Pour les marques, cela signifie un double travail. D’une part, ils doivent adapter les langages, la créativité et les contenus aux nouveaux systèmes de découverte. D’autre part, ils doivent faire face à la sensibilité toujours forte du public à l’égard de l’utilisation des données et des contenus générés artificiellement, notamment lorsqu’il s’engage dans la communication publicitaire. La transparence reste donc une condition déterminante et non un élément accessoire.
Plus d’outils, plus de complexité
L’IA promet une plus grande efficacité, mais entraîne de nouvelles fragilités. L’Observatoire rapporte que les questions de qualité des données, de transparence algorithmique, de sécurité des marques et de conformité réglementaire restent ouvertes. La mesure devient également plus complexe : les outils disponibles se multiplient, mais dans le même temps la difficulté d’interpréter correctement les résultats augmente.

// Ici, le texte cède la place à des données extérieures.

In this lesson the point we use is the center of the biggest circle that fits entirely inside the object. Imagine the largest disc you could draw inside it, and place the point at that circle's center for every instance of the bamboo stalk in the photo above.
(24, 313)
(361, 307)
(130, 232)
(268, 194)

Nicola Spiller, directrice de l’Observatoire des médias Internet, observe que de nombreuses organisations continuent de mesurer principalement les effets à court terme, tandis que la valeur construite par la communication de marque se développe souvent sur des périodes plus longues. Dans un contexte marqué par la fragmentation des plateformes et une automatisation croissante, l’avantage concurrentiel dépend moins de la quantité de données collectées que de la capacité à les intégrer et à les utiliser pour prendre des décisions judicieuses.
L’innovation et le capital se tournent vers l’IA
La pression concurrentielle s’observe également du côté des startups. L’Observatoire a dénombré 677 startups dans le monde qui appliquent l’intelligence artificielle aux médias et à la publicité. Au cours des deux dernières années, ces entreprises ont levé environ 2,2 milliards de dollars de financement. La plus grande part, plus de 897 millions, est concentrée dans les solutions de création de contenu.
Les données montrent où le marché s’attend à ce que l’impact soit le plus important dans les années à venir. Non seulement l’automatisation de l’achat média, mais aussi la production de textes, d’images, de vidéos et d’actifs créatifs pour les campagnes. L’IA ne consiste donc pas seulement à optimiser la publicité numérique : elle réécrit la façon dont elle est conçue.